After a while I wondered what she would do if we moved a little or continued our walk on the trail. As we approached she moved off to the side of the path, giving us plenty of room — always keeping her critically-safe distance from us. Then, as we continued, SHE FOLLOWED US! We went all the way to the end of the path, where it hits the road, and then, afraid of losing the magic of the moment, decided to turn back. She again moved off the path to let us by and then followed us back to the rise, where this time we sat down to watch her, with me always talking gently to her. She crouched down and watched us. We remained like this for some time, “visiting,” just quietly and curiously observing each other and reflecting on what a glorious show this was. At 6:15, after a full 20 minutes, we decided it was time to leave — Park was getting impatient, not finding this at all interesting. He nudged me with his nose, meaning “Can’t we go now?” So we started back. And the young coyote followed AGAIN and finally stayed back when we reached the road. In these 20 minutes this bouncing coyote had bounced straight into my heart, where she will forever remain. I’ve grown to love her, with her endearing personality and trusting nature. I didn’t have my camera that day, but I vowed never to leave it behind again. I have since seen Myca a number of times and taken some photos which I wanted to share. “Myca” is the nickname I gave her — for “My Coyote” and also for her ‘mica’ coloring and the transparency of her mild, trusting nature — it suits her. That she is a “she” is not for certain, but her characteristics somehow suggest this to me, which is why I will refer to her as “her” (even though I began by calling “him” Myc earlier on). In reality, she is “our” coyote — she belongs to all of us who care about her.

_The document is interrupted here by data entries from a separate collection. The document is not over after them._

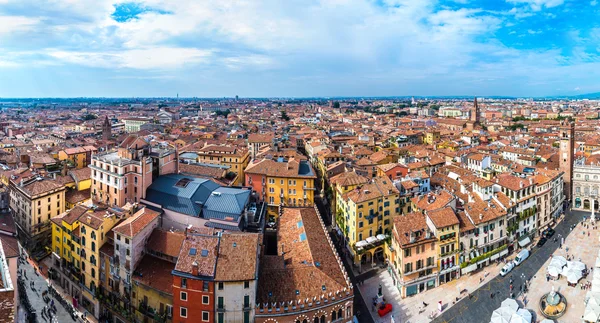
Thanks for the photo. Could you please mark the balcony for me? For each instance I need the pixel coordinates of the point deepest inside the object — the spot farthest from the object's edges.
(152, 313)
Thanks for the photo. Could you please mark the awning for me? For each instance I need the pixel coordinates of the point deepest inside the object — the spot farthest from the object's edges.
(361, 244)
(524, 242)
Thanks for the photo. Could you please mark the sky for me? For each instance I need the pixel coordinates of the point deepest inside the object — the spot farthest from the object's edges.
(298, 48)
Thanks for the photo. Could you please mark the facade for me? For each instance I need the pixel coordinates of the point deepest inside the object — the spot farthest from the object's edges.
(282, 182)
(288, 288)
(412, 260)
(122, 176)
(134, 124)
(34, 200)
(235, 158)
(567, 151)
(367, 216)
(79, 157)
(445, 226)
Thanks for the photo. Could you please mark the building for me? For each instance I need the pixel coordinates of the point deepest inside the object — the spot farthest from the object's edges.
(124, 175)
(368, 212)
(106, 129)
(78, 157)
(412, 258)
(236, 277)
(567, 151)
(285, 182)
(8, 305)
(133, 124)
(445, 226)
(198, 202)
(236, 158)
(302, 278)
(34, 200)
(256, 141)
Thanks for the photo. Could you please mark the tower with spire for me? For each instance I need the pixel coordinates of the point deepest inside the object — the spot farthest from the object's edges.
(106, 129)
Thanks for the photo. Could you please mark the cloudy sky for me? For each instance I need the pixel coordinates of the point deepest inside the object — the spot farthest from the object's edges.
(300, 48)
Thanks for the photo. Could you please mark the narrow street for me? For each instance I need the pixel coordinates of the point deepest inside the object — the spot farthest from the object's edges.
(479, 307)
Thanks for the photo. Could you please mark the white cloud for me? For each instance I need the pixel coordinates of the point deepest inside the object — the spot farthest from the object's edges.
(151, 58)
(537, 5)
(10, 24)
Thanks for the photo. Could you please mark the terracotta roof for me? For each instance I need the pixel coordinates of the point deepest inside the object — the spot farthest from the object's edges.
(443, 217)
(308, 266)
(165, 242)
(377, 187)
(156, 273)
(409, 224)
(200, 250)
(238, 256)
(134, 224)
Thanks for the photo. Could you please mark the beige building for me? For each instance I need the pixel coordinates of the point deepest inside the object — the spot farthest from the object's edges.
(34, 200)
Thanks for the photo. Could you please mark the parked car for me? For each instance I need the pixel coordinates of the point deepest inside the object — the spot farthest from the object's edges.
(521, 256)
(541, 242)
(548, 233)
(507, 268)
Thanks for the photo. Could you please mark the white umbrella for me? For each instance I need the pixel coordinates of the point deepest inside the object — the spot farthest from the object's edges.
(516, 318)
(554, 271)
(502, 315)
(578, 265)
(559, 259)
(591, 313)
(511, 304)
(573, 276)
(525, 314)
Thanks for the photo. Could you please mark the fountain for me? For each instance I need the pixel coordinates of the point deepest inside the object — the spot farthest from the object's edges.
(553, 305)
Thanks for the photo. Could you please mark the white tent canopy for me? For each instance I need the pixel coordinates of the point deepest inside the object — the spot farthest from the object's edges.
(510, 303)
(525, 314)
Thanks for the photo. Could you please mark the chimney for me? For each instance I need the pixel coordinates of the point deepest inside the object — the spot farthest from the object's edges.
(195, 268)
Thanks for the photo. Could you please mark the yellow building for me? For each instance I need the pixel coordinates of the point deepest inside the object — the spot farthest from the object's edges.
(235, 157)
(77, 237)
(290, 183)
(368, 212)
(79, 157)
(444, 224)
(431, 137)
(34, 200)
(342, 184)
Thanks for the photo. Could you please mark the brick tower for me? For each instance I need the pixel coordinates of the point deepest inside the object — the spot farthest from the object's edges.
(567, 149)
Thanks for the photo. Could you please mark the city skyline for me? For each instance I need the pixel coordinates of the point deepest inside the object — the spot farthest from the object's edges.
(515, 48)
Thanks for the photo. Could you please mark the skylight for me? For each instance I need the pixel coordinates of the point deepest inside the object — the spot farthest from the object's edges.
(183, 182)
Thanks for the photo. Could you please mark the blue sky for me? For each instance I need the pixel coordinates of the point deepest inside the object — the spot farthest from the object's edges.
(265, 48)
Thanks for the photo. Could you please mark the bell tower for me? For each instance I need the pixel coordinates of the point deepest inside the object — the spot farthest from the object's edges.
(567, 149)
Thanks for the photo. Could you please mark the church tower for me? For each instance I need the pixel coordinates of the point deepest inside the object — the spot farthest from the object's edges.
(106, 129)
(475, 112)
(567, 150)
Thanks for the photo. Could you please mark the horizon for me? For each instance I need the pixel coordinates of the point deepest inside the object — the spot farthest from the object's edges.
(268, 49)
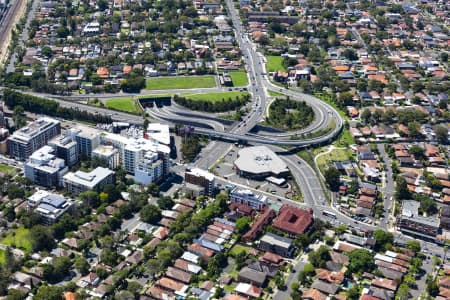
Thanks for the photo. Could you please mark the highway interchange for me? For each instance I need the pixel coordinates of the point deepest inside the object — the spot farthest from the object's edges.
(327, 121)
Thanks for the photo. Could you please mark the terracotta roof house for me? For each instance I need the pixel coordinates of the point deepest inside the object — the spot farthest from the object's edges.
(103, 72)
(293, 220)
(313, 294)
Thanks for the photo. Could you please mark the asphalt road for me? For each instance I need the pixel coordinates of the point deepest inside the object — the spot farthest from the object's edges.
(23, 36)
(388, 187)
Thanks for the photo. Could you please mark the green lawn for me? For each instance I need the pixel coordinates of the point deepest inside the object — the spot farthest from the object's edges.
(214, 97)
(335, 155)
(275, 94)
(239, 78)
(237, 249)
(18, 238)
(125, 104)
(274, 63)
(182, 82)
(8, 169)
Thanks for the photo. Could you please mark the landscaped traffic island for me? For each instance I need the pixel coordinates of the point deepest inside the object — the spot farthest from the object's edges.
(288, 114)
(213, 102)
(180, 82)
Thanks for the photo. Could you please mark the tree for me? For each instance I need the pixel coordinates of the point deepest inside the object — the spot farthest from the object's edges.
(150, 214)
(243, 224)
(383, 240)
(441, 134)
(124, 295)
(47, 292)
(15, 192)
(14, 294)
(353, 293)
(432, 287)
(427, 204)
(109, 257)
(319, 257)
(41, 238)
(90, 198)
(401, 189)
(82, 265)
(418, 152)
(360, 260)
(402, 292)
(366, 115)
(413, 245)
(332, 178)
(350, 54)
(165, 202)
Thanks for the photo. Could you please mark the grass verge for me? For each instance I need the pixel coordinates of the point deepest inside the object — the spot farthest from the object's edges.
(239, 78)
(126, 104)
(19, 238)
(182, 82)
(215, 97)
(275, 63)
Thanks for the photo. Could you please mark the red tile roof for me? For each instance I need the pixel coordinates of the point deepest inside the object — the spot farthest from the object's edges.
(293, 220)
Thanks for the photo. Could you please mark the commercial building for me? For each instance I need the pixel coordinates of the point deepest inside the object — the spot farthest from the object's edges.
(259, 162)
(411, 222)
(44, 168)
(23, 142)
(87, 139)
(109, 154)
(80, 181)
(149, 169)
(249, 198)
(201, 178)
(136, 151)
(293, 220)
(276, 244)
(66, 148)
(49, 206)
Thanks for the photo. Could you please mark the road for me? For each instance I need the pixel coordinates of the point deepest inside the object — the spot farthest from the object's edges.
(23, 36)
(388, 188)
(7, 24)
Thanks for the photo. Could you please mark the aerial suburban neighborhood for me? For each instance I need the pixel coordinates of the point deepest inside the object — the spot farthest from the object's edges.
(233, 149)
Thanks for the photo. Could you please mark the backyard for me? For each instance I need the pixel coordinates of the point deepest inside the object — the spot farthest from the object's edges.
(239, 78)
(181, 82)
(18, 238)
(339, 154)
(275, 63)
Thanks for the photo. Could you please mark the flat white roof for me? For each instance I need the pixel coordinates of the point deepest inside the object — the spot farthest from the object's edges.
(159, 132)
(90, 179)
(201, 173)
(259, 159)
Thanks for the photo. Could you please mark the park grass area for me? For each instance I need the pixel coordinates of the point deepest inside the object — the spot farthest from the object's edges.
(275, 63)
(345, 139)
(19, 238)
(238, 249)
(5, 169)
(239, 78)
(214, 97)
(275, 94)
(126, 104)
(182, 82)
(336, 155)
(328, 98)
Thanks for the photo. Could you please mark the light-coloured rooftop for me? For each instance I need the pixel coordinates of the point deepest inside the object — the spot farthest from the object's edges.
(90, 179)
(259, 159)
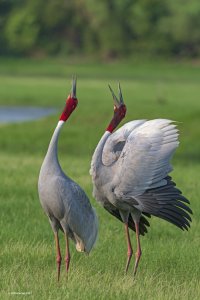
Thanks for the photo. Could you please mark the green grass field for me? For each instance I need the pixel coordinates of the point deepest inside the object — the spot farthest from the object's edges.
(169, 267)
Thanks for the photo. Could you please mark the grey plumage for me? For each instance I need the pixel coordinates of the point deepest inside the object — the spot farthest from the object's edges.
(65, 203)
(130, 173)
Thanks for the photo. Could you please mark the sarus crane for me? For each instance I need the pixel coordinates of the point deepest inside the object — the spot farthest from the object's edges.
(63, 200)
(130, 170)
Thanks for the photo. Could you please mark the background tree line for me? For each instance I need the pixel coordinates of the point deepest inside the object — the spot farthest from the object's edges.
(108, 28)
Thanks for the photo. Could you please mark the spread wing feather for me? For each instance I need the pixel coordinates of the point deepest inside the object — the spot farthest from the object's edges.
(145, 159)
(116, 142)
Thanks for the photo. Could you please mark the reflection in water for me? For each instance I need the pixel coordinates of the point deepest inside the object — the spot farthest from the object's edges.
(23, 113)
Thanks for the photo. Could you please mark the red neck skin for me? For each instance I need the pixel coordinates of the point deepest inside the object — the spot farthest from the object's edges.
(113, 124)
(71, 104)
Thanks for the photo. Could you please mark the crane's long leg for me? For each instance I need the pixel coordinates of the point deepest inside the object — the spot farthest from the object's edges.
(139, 251)
(58, 254)
(67, 256)
(129, 247)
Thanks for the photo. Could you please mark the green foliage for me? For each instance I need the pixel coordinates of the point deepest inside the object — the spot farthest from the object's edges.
(22, 30)
(107, 28)
(169, 267)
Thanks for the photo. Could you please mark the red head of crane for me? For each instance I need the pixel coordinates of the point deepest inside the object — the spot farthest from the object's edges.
(130, 177)
(65, 203)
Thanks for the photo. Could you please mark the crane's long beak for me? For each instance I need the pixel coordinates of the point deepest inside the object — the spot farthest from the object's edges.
(73, 93)
(120, 94)
(117, 102)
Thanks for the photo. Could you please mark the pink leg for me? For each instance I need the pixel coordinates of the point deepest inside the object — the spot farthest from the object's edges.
(67, 256)
(139, 251)
(129, 247)
(58, 254)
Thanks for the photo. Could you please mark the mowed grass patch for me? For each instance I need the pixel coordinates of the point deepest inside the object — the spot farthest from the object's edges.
(169, 267)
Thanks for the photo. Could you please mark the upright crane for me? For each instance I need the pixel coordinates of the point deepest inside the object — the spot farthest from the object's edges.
(130, 170)
(63, 200)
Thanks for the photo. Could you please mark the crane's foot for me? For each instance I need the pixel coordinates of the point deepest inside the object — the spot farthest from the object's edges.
(67, 261)
(137, 259)
(129, 248)
(58, 257)
(129, 255)
(58, 260)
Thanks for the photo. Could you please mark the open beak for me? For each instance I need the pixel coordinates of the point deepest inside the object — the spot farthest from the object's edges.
(117, 102)
(73, 93)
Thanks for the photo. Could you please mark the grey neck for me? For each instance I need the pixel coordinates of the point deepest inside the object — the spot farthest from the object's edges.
(97, 156)
(52, 153)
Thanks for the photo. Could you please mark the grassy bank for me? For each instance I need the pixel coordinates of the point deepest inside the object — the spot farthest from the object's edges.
(169, 267)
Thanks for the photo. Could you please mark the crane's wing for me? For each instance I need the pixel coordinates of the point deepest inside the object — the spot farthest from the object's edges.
(143, 221)
(168, 203)
(116, 142)
(145, 159)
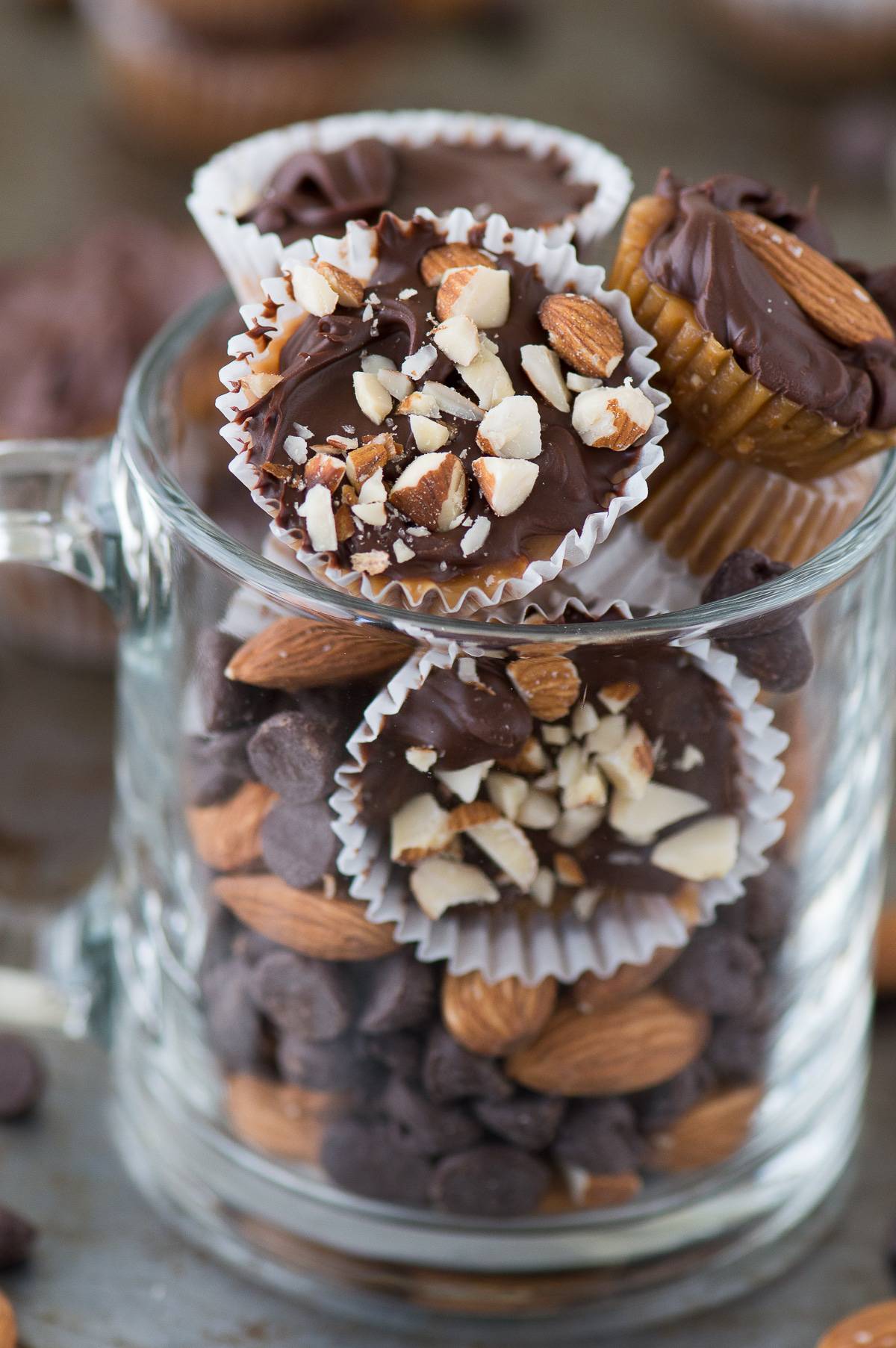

[This excerpt was first published in the fall of 2007 as the first chapter of “Myca of Twin Peaks”, a self-published booklet which can still be found in small independent bookstores in San Francisco]
Addendum: Since that encounter, the better part of a decade ago, I have come to know many, many urban coyotes in San Francisco, and with each one, I feel the same thing: love and respect and awestruck each time I meet someone new. I spend time getting to know their behaviors and WHO they are, and how they interact with people and pets, and I then pass on useful or interesting information to the public in my blog, Coyoteyipps.com.
I was invited to put on an exhibit based on the book at the Seed Gallery for Photography at the Thoreau Center for Sustainability in the Presidio. The presidio is the largest urban national park in the country, overlooking the Golden Gate Bridge. The Exhibit was scheduled to be on display from March 20 through May 16, 2008, but then was extended through May 30th and then through June 10: http://www.urbanwildness.com/urbanwildness.com/Index/Pages/Myca_of_Twin_Peaks__An_Exhibit_and_A_Book.html. The photos then moved to the Josephine Randall Junior Museum where they were displayed from September 2008 until the end of 2015.